Cheia do rio Juruá prejudica famílias em Cruzeiro do Sul

Expectativa é de que o volume das águas comece a baixar nos próximos dias

As águas do Rio Juruá subiram no final de dezembro do ano passado e desalojaram dez famílias que continuam abrigadas no Ginásio Poliesportivo Alailton Negreiros.  Outras, que também tiveram as casas atingidas, resolveram permanecer em suas casas, enfrentando a força do rio.  Mas a expectativa, segundo o Corpo de Bombeiros, é que as águas comecem a baixar nos próximos dias.  Nesta terça-feira, 10, o nível registrado foi de 13,28 metros.  A cota de transbordamento é de 13 metros.

Na cidade, os bairros atingidos foram Miritizal, Lagoa, Várzea, São Salvador e Olivença. A energia no bairro Miritizal foi suspensa hoje. Já no bairro da Lagoa as famílias estão sem rede elétrica desde o dia 21. “Passamos o Natal no escuro. Todo ano é a mesma coisa, o rio enche, a gente fica aqui. Se encher mais, vou pra casa da minha filha. Já levantamos todos os móveis. O problema maior é o banzeiro que só falta derrubar a casa. Ficam uns desocupados andando de voadeira aqui, dia e noite, ninguém pode dormir sossegado. Eu vejo na televisão as tragédias que acontecem e tenho medo que aconteça o mesmo. Os bombeiros precisam fazer alguma coisa”, disse Osmarina Lopes de Souza, moradora do bairro da Lagoa.

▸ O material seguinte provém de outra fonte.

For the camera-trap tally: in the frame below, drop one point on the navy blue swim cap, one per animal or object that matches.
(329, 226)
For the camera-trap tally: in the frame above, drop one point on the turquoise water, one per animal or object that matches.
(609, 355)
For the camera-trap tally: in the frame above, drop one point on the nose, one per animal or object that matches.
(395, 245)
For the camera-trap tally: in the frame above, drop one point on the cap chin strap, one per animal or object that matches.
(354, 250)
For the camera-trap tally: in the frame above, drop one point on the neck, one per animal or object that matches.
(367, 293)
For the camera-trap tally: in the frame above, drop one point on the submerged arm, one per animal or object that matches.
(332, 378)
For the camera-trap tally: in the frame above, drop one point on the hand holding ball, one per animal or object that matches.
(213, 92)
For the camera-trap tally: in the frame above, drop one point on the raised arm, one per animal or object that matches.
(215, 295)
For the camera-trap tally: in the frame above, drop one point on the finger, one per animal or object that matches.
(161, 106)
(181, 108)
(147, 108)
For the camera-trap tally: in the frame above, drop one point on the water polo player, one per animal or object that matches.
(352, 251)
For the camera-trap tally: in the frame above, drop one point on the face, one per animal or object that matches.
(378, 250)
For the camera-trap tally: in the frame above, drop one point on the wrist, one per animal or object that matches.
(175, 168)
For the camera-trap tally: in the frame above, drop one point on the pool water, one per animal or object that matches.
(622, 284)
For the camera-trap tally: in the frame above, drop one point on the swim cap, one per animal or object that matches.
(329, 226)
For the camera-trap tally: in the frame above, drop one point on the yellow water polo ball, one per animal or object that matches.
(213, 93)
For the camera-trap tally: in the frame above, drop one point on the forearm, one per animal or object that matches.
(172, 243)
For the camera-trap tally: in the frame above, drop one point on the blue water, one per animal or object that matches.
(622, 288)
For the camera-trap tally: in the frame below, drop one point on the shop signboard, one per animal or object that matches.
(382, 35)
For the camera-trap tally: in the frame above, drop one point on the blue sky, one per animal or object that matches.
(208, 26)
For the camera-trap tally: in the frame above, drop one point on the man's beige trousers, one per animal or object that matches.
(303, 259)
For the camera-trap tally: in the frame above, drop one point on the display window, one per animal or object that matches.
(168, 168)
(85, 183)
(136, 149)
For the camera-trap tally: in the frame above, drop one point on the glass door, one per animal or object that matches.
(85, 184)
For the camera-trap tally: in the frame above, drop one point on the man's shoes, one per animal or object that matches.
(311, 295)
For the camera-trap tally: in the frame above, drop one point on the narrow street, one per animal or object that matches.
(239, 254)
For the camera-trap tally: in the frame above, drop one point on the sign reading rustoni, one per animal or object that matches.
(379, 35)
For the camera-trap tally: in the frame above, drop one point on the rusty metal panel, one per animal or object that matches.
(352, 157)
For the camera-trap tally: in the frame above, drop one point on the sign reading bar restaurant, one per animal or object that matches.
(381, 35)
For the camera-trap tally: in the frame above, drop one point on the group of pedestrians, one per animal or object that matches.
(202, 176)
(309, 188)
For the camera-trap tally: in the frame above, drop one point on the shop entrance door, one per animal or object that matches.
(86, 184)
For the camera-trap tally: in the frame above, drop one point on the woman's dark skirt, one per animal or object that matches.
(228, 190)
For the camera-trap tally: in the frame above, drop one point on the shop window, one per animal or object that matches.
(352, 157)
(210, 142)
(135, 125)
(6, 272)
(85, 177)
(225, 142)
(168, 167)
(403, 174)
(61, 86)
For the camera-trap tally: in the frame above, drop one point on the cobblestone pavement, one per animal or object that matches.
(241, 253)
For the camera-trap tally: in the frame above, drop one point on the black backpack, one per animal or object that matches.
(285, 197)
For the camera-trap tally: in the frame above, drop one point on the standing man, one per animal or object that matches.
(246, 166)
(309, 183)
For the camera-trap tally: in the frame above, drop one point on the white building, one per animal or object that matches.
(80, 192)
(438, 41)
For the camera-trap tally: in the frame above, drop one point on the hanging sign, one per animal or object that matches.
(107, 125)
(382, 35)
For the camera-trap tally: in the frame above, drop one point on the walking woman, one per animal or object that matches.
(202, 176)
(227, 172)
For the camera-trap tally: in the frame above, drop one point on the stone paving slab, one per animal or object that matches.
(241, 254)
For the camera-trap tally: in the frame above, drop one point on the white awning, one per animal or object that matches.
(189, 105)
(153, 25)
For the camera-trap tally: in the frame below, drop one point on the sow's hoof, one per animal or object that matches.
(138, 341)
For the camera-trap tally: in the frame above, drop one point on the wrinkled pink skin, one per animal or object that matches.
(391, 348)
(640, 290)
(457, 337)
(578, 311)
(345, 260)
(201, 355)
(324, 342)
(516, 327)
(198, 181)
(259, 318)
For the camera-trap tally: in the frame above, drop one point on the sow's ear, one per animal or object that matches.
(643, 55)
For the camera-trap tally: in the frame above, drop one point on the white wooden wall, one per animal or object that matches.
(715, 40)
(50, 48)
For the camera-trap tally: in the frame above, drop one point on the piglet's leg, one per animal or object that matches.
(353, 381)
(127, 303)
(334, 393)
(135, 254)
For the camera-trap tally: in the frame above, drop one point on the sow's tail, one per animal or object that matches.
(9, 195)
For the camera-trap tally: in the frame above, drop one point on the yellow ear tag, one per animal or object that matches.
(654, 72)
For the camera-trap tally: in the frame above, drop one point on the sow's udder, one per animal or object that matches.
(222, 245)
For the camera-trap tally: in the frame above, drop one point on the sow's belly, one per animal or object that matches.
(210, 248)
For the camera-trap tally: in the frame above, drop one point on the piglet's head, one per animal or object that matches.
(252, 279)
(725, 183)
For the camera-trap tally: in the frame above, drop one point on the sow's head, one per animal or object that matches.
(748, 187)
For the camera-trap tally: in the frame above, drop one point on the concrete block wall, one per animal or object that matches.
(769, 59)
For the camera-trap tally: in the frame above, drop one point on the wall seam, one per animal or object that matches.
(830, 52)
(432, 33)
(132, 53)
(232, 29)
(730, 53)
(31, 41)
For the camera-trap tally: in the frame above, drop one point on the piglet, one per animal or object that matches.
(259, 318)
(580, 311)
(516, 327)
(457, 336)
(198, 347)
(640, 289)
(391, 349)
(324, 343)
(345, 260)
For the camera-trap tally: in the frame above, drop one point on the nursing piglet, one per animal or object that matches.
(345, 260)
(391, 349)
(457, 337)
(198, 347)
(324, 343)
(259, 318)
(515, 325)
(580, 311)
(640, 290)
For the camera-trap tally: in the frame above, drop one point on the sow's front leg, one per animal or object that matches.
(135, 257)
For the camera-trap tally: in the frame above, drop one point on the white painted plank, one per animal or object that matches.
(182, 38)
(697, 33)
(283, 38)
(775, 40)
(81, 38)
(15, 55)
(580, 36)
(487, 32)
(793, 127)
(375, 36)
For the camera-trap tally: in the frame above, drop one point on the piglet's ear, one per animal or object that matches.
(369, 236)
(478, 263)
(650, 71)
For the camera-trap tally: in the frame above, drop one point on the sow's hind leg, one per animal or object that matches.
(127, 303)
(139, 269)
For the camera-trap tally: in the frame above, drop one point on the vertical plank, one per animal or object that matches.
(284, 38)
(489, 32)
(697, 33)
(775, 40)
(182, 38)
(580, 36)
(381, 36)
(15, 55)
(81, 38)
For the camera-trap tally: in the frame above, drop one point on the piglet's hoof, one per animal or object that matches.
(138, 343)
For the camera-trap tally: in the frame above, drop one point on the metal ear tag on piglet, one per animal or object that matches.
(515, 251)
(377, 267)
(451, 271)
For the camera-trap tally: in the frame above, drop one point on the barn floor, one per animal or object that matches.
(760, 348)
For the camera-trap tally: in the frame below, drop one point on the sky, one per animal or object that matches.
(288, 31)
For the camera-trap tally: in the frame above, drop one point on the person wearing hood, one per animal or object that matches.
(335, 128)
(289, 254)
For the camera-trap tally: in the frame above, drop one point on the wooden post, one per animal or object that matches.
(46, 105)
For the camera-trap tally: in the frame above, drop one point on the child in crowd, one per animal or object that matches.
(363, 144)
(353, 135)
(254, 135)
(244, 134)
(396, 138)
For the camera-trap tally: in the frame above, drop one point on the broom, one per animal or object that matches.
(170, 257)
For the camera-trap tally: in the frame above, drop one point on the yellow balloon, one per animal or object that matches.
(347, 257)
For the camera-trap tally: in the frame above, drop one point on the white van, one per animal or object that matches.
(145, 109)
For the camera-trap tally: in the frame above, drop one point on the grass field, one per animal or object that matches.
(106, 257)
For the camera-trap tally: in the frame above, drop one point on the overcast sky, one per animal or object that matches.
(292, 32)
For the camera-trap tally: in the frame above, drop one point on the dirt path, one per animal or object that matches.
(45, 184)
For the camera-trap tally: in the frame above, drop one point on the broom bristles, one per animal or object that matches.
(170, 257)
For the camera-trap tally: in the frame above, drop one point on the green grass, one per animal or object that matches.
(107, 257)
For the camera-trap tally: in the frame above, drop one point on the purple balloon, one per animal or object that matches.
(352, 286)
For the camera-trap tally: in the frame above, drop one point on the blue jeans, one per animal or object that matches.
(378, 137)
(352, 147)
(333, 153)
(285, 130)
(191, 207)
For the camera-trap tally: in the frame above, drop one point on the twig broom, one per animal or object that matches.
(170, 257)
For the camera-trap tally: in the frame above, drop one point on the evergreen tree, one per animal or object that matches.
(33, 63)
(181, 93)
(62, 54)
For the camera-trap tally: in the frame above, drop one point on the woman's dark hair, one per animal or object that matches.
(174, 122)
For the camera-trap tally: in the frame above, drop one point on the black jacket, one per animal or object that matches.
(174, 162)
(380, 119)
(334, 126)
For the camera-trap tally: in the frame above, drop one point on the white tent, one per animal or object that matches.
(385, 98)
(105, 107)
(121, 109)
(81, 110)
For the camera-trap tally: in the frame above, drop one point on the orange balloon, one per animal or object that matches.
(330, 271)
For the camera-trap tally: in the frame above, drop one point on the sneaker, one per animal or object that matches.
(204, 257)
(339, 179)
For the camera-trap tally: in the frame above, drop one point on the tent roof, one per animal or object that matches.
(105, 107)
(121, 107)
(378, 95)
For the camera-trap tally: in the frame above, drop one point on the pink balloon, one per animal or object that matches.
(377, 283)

Quintal alagado apagou o fogo do carvão

A cheia do Rio Juruá não prejudica apenas o conforto das famílias que têm as casas atingidas pela cheia, os quintais alagados e passam a depender de canoas para se locomover. O Rio Moa, que deságua no Juruá, também está com o nível elevado e as famílias estão ilhadas.

Família sobrevive da venda de carvão e a cheia do Môa impede a atividade. Crianças não podem sair de casa e os pais não têm como sustentar os filhos (Sérgio Vale/Secom)

Na casa de Maria Fernandes da Silva, 42, e Altemir Oliveira, 41, a situação é difícil. Com quatro filhos para criar, o casal sustenta a casa com a venda de carvão, atividade que está parada por causa da enchente. “Eu também pesco. Faço ‘cambadas’ de R$ 10 com pintandinha ou mandi, e vendo. Vem um marreteiro buscar aqui. Mas não tem dado pra pescar porque tem tido tempestades, muitas chuvas, não dá pra pescar à noite. É um dinheiro que sempre ajuda, garante pelo menos o combustível pra ninguém ficar no escuro”, disse Altemir.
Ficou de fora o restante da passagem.